Closer to home, there are hummingbirds to photograph north of the border too – probably in your home state, possibly in your yard where they are attracted to flowering plants and a nectar feeder or two. If you attract hummingbirds to your yard, you can set up your own “photo studio” and test the potential of photographing using sunlight when it shines from behind you at a low angle. Or perhaps you are an ace at using a flash when photographing and wish to try this equipment when photographing birds in your yard or another location.

In the meantime, I hope Glenn’s photos inspire you to spend a little more time photographing, and be sure to add the new book, Hummingbirds, to your library.

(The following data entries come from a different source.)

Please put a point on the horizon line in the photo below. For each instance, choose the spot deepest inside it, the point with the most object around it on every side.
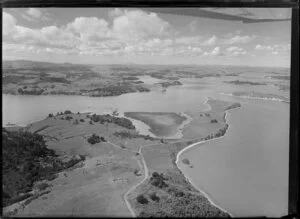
(260, 66)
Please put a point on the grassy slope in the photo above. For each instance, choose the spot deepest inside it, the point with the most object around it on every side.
(161, 159)
(161, 124)
(98, 187)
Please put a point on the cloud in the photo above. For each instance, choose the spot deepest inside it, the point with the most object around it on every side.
(35, 14)
(235, 51)
(239, 39)
(211, 41)
(215, 52)
(274, 49)
(136, 25)
(89, 28)
(127, 32)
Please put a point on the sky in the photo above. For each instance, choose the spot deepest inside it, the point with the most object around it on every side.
(141, 36)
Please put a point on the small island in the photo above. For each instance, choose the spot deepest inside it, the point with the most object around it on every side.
(238, 82)
(103, 157)
(161, 124)
(257, 95)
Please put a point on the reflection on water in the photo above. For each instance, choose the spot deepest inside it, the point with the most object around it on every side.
(245, 172)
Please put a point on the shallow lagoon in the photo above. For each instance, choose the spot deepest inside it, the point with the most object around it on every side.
(245, 172)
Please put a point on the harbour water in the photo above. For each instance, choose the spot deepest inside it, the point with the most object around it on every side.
(246, 172)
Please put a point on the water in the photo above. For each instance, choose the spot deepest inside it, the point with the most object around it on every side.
(246, 172)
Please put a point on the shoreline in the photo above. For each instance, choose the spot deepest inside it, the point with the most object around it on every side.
(258, 98)
(190, 180)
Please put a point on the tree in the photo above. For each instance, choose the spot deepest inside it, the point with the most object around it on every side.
(154, 197)
(141, 199)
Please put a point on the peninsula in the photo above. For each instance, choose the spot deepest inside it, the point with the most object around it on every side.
(123, 173)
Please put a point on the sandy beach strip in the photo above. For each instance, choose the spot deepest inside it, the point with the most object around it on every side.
(189, 179)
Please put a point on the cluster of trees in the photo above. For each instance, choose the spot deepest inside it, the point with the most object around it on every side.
(94, 139)
(124, 122)
(186, 161)
(158, 180)
(182, 204)
(26, 159)
(33, 91)
(167, 84)
(116, 90)
(126, 134)
(220, 133)
(68, 117)
(235, 105)
(142, 199)
(245, 82)
(130, 78)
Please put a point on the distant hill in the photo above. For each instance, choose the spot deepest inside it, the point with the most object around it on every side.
(15, 64)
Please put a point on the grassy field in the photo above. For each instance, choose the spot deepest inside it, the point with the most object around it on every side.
(179, 198)
(161, 124)
(97, 187)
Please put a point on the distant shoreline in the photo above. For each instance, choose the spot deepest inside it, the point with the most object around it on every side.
(256, 98)
(189, 179)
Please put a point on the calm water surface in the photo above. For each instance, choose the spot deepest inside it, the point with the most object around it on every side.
(245, 172)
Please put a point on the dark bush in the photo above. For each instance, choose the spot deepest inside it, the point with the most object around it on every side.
(123, 122)
(141, 199)
(42, 186)
(68, 117)
(94, 139)
(67, 112)
(158, 180)
(154, 197)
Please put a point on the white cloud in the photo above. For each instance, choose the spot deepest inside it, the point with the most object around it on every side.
(239, 39)
(136, 25)
(235, 51)
(35, 14)
(8, 23)
(211, 41)
(274, 49)
(215, 52)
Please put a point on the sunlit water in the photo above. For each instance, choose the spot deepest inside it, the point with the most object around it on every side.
(246, 172)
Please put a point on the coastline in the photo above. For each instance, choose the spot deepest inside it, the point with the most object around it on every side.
(189, 179)
(257, 98)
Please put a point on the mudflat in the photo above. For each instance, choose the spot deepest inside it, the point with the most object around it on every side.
(161, 124)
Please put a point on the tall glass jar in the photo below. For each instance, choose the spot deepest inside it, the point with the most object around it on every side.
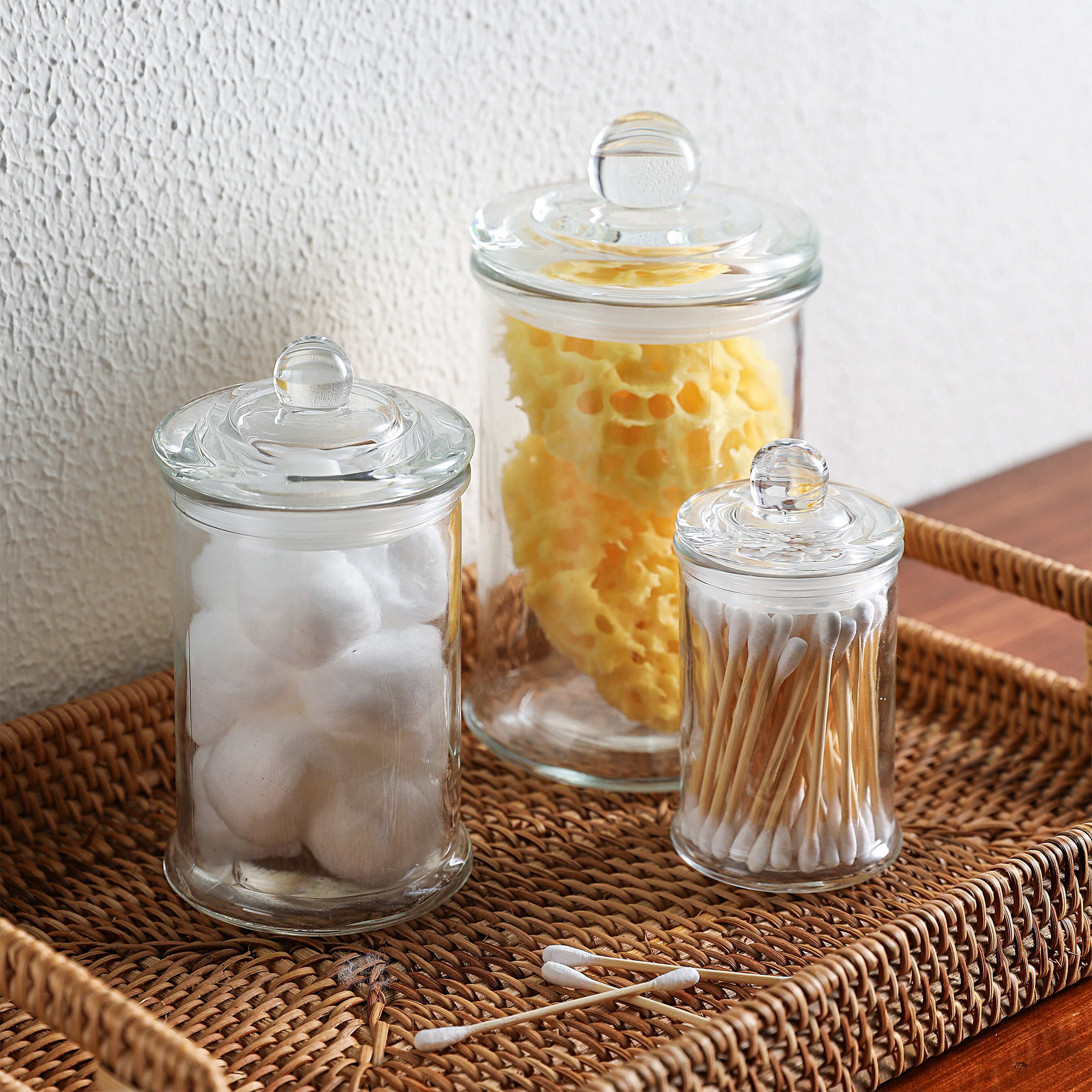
(642, 340)
(789, 644)
(317, 561)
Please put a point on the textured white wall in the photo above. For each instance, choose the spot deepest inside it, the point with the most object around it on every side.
(184, 188)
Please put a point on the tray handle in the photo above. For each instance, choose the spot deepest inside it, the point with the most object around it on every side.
(134, 1049)
(988, 561)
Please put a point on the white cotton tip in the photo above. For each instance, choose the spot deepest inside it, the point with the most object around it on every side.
(217, 847)
(781, 849)
(691, 819)
(739, 629)
(561, 975)
(303, 607)
(567, 956)
(885, 826)
(758, 636)
(214, 574)
(437, 1039)
(709, 830)
(828, 847)
(228, 676)
(848, 630)
(810, 853)
(721, 845)
(680, 979)
(782, 632)
(759, 856)
(260, 780)
(827, 629)
(744, 840)
(383, 686)
(882, 609)
(864, 615)
(848, 841)
(790, 660)
(411, 577)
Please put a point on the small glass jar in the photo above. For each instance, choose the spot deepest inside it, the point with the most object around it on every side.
(317, 561)
(789, 644)
(642, 341)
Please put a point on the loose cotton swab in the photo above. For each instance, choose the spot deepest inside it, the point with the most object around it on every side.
(436, 1039)
(577, 957)
(558, 975)
(810, 849)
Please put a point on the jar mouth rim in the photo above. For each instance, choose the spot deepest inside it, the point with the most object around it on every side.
(259, 503)
(788, 292)
(697, 565)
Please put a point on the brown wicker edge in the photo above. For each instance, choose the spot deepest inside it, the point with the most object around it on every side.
(985, 950)
(988, 948)
(137, 1048)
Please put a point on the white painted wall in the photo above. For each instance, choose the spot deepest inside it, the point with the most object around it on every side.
(184, 188)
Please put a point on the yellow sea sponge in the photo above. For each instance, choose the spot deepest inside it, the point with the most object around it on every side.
(602, 581)
(634, 275)
(647, 424)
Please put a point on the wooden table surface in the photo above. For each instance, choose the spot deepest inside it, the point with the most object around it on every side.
(1045, 507)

I personally consider Hummingbirds to be the best book I’ve seen for birders in some time, and you can get more information from the publisher, Princeton University Press, at Hummingbirds | Princeton University Press

To review more of Glenn Bartley’s hummingbird images, see Hummingbirds of the World Gallery (glennbartley.com)

To review more of Glenn’s photos and other aspects of his bird photography endeavors, the best place to begin is Nature Photography Gallery - Bird Photography by Glenn Bartley

Although there are hundreds of remarkable photographs featured in Glenn and Andy’s new Hummingbirds book, we hope we have piqued your interest with the few photos we’ve shared here, including this stunning Ruby Topaz Hummingbird, a wide-ranging species found from eastern Panama to southern Brazil – so different from the hummingbirds we see north of the border.

Glenn Bartley was open and generous when I visited with him by phone last Saturday, just before he headed for Colombia where he is sharing his photographic skills and enthusiasm for birds with other birders today, this week, and beyond – Good Luck!